Thousands descended on the National Mall Friday to protest Roe v. Wade, the landmark 1973 Supreme Court ruling granting women the right to an abortion, which faces an existential threat this year from the Supreme Court’s conservative majority. Joining the students—many of whom arrived in waves from Catholic high schools wearing matching beanies to be easily spotted by their chaperones—were white nationalists, white supremacists, and Christian nationalists eager to celebrate a win for the right-wing movement.
Earlier in the day, the court’s conservative justices signaled their disdain for abortion rights, rejecting a request from abortion providers to have a federal judge promptly address a Texas law that bans abortion at 6 weeks and deputizes private citizens to enforce it by allowing them to sue for up to $10,000. Looming over the rally, and abortion rights writ large, was the reality that the Supreme Court was, in the coming months, set to rule on another abortion case: Dobbs v. Jackson Women’s Health Organization. At the heart of that case is a Mississippi law that bans abortion at 15 weeks—before fetal viability—going against the protections laid out in Roe, which recognizes that women have a constitutional right to an abortion in the first two trimesters of pregnancy, roughly 24 weeks.
While the March for Life has always been an initiation to the anti-abortion rights movement for thousands of teenagers—made “fun” with a concert featuring Christian musicians—the righteous indignation of teenagers usually palpable at its rallies was replaced with a new celebratory atmosphere. Cheers and chants broke out at the prospect of the end of Roe, and lawmakers, from Sen. Mitt Romney to Rep. Marjorie Taylor Greene, voiced their condemnation of abortion rights. Meanwhile, Christian nationalism oozed into some speakers’ anti-choice messaging calling for government control of women’s reproductive organs.
“Why are we here? The Bible, the book that built America, says that those who hate God love death,” actor and conservative activist Kirk Cameron told the crowd.
Among the speakers was Kristen Waggoner who serves as general counsel for Alliance Defending Freedom, the religious-right legal giant responsible for Mississippi’s 15-week ban. In 2018, Right Wing Watch reported that ADF’s Denise Burke bragged at an anti-choice conference that the 15-week abortion ban was based on ADF’s model language and that the legislation was the next step in the group’s strategic plan to “eradicate” Roe v. Wade through the courts. In her speech, Waggoner celebrated the Mississippi law.
“This year at long last the Dobbs case has exposed a half century of lies, bad science, and the devastating consequences Roe v. Wade has wreaked on women, children, and families,” Waggoner said. “Pray, please pray. Pray as you’ve never prayed before that the Supreme Court will have the moral courage to do what is right and to fully and finally reverse Roe v. Wade because the right to abortion has no basis in our Constitution.”

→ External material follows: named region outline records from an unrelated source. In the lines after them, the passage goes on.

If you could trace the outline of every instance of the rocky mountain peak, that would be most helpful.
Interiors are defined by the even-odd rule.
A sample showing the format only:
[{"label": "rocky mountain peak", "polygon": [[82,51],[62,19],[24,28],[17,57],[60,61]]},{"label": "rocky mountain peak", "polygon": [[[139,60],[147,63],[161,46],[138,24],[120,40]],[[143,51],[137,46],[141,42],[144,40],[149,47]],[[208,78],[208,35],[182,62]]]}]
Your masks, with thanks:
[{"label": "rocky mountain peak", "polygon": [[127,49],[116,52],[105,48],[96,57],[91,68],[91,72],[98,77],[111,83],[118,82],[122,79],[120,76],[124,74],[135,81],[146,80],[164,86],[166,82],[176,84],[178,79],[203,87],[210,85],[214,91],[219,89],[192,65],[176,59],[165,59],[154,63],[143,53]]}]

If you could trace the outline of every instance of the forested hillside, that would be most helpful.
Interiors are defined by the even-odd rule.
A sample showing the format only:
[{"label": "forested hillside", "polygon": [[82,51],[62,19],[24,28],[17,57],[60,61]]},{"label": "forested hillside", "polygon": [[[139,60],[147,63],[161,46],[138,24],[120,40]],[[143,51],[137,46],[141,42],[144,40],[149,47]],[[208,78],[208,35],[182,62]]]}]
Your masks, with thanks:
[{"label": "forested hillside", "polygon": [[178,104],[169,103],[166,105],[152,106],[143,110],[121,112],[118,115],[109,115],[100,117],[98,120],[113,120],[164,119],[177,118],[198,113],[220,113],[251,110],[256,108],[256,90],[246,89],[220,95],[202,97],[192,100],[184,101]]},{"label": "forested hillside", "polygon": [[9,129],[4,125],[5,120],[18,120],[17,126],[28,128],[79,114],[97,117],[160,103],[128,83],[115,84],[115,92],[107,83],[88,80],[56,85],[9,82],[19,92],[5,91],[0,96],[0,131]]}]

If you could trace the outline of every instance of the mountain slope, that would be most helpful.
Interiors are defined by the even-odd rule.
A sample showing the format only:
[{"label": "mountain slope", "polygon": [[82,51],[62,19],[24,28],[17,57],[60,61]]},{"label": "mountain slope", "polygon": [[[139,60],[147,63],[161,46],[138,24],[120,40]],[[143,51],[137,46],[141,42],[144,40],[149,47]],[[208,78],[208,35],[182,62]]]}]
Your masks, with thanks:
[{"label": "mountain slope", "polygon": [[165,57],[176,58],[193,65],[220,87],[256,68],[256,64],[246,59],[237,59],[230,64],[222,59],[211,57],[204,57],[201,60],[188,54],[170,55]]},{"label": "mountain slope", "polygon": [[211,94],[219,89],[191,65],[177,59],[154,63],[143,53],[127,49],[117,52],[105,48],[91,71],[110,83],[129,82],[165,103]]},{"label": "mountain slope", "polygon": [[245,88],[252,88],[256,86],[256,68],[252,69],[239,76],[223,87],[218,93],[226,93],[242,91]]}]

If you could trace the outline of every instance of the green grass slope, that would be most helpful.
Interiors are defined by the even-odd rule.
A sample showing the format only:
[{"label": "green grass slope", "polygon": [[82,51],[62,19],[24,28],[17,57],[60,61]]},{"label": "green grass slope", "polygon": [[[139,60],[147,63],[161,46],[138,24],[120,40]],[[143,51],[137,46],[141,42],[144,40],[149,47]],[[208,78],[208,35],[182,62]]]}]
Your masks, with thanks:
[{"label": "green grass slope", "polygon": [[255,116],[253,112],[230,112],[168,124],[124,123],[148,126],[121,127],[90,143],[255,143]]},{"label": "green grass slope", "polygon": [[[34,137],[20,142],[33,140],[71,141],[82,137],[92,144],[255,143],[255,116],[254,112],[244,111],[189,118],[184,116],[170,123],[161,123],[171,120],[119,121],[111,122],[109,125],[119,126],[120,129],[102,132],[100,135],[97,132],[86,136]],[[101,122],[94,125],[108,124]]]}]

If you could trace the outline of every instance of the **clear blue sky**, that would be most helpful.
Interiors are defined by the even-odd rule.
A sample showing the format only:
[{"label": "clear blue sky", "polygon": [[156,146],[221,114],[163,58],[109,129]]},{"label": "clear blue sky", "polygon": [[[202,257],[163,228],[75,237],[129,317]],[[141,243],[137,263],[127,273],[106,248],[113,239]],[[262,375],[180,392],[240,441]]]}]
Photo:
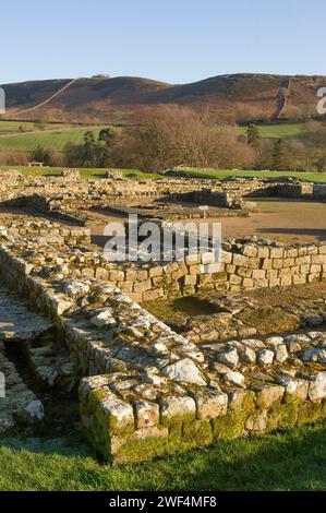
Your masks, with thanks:
[{"label": "clear blue sky", "polygon": [[0,83],[326,74],[325,0],[10,0],[0,14]]}]

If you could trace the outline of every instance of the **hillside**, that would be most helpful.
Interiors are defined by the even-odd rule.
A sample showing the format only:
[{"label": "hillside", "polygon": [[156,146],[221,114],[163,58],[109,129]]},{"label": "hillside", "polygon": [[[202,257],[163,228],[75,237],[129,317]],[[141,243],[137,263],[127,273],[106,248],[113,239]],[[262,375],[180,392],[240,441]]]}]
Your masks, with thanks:
[{"label": "hillside", "polygon": [[209,108],[225,122],[304,120],[316,116],[326,76],[233,74],[171,85],[141,77],[105,76],[4,84],[7,118],[64,122],[128,122],[159,104]]}]

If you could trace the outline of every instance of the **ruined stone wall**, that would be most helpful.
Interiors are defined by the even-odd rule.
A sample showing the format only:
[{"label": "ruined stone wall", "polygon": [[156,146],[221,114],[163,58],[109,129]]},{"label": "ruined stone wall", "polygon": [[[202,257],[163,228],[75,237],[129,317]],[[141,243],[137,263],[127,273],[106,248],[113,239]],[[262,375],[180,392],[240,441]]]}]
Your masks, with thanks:
[{"label": "ruined stone wall", "polygon": [[190,296],[198,291],[240,291],[302,285],[326,279],[326,246],[224,244],[221,263],[212,253],[179,262],[114,264],[101,254],[68,263],[73,277],[96,277],[116,284],[137,302]]},{"label": "ruined stone wall", "polygon": [[[44,239],[40,249],[3,232],[0,273],[53,320],[90,374],[80,387],[81,415],[107,461],[140,462],[326,417],[324,332],[196,346],[108,282],[72,279],[62,265],[68,252],[64,243],[56,250]],[[61,260],[52,277],[50,254]]]}]

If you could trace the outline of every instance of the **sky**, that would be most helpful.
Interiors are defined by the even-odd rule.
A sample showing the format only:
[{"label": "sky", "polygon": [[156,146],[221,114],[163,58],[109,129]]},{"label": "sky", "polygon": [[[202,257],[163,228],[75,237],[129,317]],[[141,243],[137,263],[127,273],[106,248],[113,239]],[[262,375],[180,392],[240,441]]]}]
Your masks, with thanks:
[{"label": "sky", "polygon": [[2,0],[0,83],[324,74],[325,0]]}]

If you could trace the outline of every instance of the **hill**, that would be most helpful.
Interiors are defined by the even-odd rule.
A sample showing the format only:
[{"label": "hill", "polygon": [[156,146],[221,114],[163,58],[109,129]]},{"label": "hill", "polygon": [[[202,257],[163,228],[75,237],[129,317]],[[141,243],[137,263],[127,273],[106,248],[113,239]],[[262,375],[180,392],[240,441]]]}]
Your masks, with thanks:
[{"label": "hill", "polygon": [[148,79],[64,79],[4,84],[10,119],[57,122],[128,122],[147,106],[209,108],[220,122],[306,120],[316,117],[317,90],[326,76],[219,75],[171,85]]}]

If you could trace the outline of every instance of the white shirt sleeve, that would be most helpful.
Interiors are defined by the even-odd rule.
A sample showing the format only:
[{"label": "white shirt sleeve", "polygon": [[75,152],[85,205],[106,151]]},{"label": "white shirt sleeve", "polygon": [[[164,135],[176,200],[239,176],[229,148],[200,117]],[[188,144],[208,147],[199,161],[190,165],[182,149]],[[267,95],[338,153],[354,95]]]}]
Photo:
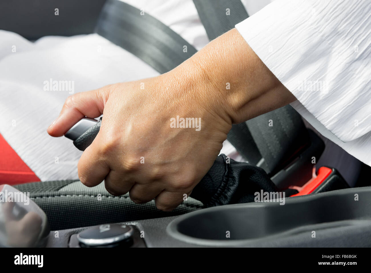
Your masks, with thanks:
[{"label": "white shirt sleeve", "polygon": [[371,131],[371,1],[277,0],[236,27],[335,136]]}]

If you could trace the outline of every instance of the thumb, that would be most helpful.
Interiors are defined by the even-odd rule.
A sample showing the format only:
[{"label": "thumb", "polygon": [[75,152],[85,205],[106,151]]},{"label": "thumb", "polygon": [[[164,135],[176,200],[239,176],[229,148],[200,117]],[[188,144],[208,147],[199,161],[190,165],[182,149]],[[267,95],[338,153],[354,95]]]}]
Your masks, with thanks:
[{"label": "thumb", "polygon": [[82,118],[97,118],[103,113],[108,98],[108,88],[82,92],[68,97],[59,116],[47,128],[52,136],[61,136]]}]

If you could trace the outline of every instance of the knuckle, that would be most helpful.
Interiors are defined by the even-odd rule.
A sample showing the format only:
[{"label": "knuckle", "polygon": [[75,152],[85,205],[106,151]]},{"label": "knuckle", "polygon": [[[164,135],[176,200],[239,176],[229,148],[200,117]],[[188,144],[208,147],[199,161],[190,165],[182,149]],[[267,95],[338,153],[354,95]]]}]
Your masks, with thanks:
[{"label": "knuckle", "polygon": [[168,205],[158,202],[156,202],[156,207],[163,211],[171,211],[174,209],[174,208],[171,207]]},{"label": "knuckle", "polygon": [[121,195],[121,193],[119,193],[115,189],[113,188],[112,187],[106,185],[105,185],[105,187],[106,188],[106,190],[108,192],[108,193],[110,194],[111,194],[114,196],[117,196]]},{"label": "knuckle", "polygon": [[104,141],[102,141],[101,145],[101,152],[104,155],[111,154],[117,149],[118,145],[119,140],[117,136],[114,135],[106,135],[104,136]]},{"label": "knuckle", "polygon": [[75,103],[76,96],[74,95],[70,95],[67,97],[65,102],[65,105],[69,108],[73,108],[76,105]]},{"label": "knuckle", "polygon": [[122,162],[123,168],[128,172],[137,170],[140,165],[140,160],[138,157],[125,157]]},{"label": "knuckle", "polygon": [[132,191],[129,192],[129,196],[131,201],[136,204],[143,204],[145,202],[142,200],[140,197]]},{"label": "knuckle", "polygon": [[193,185],[195,178],[190,177],[182,177],[174,182],[174,187],[178,190],[188,192],[188,190]]}]

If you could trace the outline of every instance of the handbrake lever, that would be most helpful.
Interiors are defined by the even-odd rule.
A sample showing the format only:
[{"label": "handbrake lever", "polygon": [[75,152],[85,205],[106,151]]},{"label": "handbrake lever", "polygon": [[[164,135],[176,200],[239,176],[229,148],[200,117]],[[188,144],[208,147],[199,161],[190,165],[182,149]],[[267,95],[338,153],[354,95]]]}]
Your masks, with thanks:
[{"label": "handbrake lever", "polygon": [[[102,124],[99,120],[84,118],[73,125],[65,136],[84,151],[93,142]],[[224,155],[219,156],[207,173],[194,187],[191,197],[206,207],[252,202],[257,190],[277,191],[275,184],[262,169],[248,163],[237,162]]]},{"label": "handbrake lever", "polygon": [[98,134],[101,124],[102,118],[99,120],[84,118],[69,130],[65,136],[73,141],[79,150],[85,151]]}]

The crowd erupted in applause.
The prospect of a win even lured white supremacists to the march. Male members of Patriot Front marched down Constitution Ave ahead of the official march start, displaying a sign that read “STRONG FAMILIES MAKE STRONG NATIONS” with eugenic fervor. (Organizers of the march condemned the group’s white supremacist ideology.)

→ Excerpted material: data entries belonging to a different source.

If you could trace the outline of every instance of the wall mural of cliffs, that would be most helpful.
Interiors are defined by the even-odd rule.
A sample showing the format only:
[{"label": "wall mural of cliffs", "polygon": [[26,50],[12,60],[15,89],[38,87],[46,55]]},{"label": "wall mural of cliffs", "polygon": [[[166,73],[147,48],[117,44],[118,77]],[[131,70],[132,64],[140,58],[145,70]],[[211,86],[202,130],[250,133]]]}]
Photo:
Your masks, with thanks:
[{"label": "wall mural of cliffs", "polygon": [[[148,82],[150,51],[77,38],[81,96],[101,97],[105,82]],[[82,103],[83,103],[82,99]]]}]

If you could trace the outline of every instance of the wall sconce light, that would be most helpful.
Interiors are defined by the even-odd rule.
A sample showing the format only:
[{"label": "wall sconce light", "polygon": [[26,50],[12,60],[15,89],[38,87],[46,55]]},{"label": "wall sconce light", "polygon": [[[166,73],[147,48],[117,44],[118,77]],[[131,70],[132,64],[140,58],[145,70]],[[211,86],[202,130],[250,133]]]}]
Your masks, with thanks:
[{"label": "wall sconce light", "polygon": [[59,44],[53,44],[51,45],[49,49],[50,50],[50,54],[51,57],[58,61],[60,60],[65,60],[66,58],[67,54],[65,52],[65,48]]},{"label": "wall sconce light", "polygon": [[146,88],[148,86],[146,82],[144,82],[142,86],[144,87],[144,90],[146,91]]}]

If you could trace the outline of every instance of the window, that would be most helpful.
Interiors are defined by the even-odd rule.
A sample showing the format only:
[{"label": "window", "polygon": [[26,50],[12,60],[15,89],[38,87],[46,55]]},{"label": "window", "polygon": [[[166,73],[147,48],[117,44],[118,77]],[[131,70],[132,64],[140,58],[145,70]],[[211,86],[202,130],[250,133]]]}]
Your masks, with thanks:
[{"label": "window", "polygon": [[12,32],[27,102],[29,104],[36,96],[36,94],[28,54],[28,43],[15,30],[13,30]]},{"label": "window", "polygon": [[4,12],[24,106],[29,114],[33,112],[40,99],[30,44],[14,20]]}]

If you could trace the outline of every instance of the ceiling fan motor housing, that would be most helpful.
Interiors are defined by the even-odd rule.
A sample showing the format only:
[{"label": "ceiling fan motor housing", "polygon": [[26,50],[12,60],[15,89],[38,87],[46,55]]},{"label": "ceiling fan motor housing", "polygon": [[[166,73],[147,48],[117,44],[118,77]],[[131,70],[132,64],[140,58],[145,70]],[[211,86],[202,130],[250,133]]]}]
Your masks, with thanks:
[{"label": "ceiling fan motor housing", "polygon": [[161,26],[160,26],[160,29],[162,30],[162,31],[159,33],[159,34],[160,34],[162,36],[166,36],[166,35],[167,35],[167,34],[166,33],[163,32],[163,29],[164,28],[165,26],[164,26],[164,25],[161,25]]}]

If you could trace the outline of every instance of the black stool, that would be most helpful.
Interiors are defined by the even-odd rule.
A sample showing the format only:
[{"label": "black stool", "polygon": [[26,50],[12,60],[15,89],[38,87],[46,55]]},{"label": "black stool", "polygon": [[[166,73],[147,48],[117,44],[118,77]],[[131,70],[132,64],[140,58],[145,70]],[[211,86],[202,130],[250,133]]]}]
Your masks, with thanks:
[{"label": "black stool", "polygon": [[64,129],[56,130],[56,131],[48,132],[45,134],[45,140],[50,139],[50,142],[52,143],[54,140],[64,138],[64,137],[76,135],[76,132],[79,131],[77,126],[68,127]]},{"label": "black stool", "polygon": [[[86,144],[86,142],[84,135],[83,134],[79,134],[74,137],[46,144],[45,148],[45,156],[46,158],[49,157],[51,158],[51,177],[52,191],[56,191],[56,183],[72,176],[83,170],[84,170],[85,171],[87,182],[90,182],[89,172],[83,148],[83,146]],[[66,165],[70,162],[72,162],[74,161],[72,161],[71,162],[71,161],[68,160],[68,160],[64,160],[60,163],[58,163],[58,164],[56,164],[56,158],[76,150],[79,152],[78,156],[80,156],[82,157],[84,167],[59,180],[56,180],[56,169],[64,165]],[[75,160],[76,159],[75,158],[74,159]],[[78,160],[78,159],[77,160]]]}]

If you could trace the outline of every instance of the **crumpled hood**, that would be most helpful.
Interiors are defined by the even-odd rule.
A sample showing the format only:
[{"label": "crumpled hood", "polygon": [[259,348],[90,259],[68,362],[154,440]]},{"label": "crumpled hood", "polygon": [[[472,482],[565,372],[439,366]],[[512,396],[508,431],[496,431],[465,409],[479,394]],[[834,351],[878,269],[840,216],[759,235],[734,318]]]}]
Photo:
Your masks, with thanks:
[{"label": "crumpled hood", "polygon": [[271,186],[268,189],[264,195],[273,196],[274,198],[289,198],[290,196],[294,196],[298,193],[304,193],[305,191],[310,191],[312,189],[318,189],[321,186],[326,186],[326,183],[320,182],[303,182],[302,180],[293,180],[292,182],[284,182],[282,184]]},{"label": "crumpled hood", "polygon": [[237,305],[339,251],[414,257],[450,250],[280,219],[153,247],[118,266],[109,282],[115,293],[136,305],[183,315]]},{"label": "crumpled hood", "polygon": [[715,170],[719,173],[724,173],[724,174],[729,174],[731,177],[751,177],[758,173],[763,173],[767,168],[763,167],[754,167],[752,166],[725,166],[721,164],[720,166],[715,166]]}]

A handful of young male activists with the white nationalist America First youth movement (led by Nick Fuentes) watched from the sidewalk and couldn’t decide whether the Patriot Front group was made up of neo-Nazis or federal agents. Either way, they weren’t very impressed with the group’s police escort. “Their platform is unintelligible,” one activist added. They moved further down the block, holding their America First flags high in the sky before joining in the march to the Supreme Court.
“Christ is King! Christ is King!” chants broke out among activists with the New Columbia Movement, a Christian nationalist group seemingly made up of only men who stand against any sort of contraception, premarital sex, daycare, and secularism and believe mothers ought to be “stay-at-home moms.” The group’s co-founder, Nicholas Chimera Jr., was recently in “the Mussolini-fan club” American Black Shirts Party, according to former U.S. Army Sergeant and Sparverius CEO Kristofer Goldsmith. Chimera claimed in an interview last year that the mostly Catholic group was a “traditional Christian movement”; Goldsmith describes the group as Christofascist—representing the intersection of Christian nationalism and fascism.
“Faith. Family. Fraternity,” the group’s banner read. Another sign proclaimed, “Contraception degrades and perverts the nature of love and intimacy.” A few of the men dressed in flat caps, embracing their backward views with old timey ensembles.
As they marched down Constitution Ave, the America First activists took up the “Christ is King” chant and joined forces with the New Columbia Movement.
While the March for Life has brought thousands of teenagers into the anti-abortion rights movement over its 49 years in existence, this year’s march exposed students to the broad array of forces on the right keen to rollback women’s rights and which are on the brink of a win.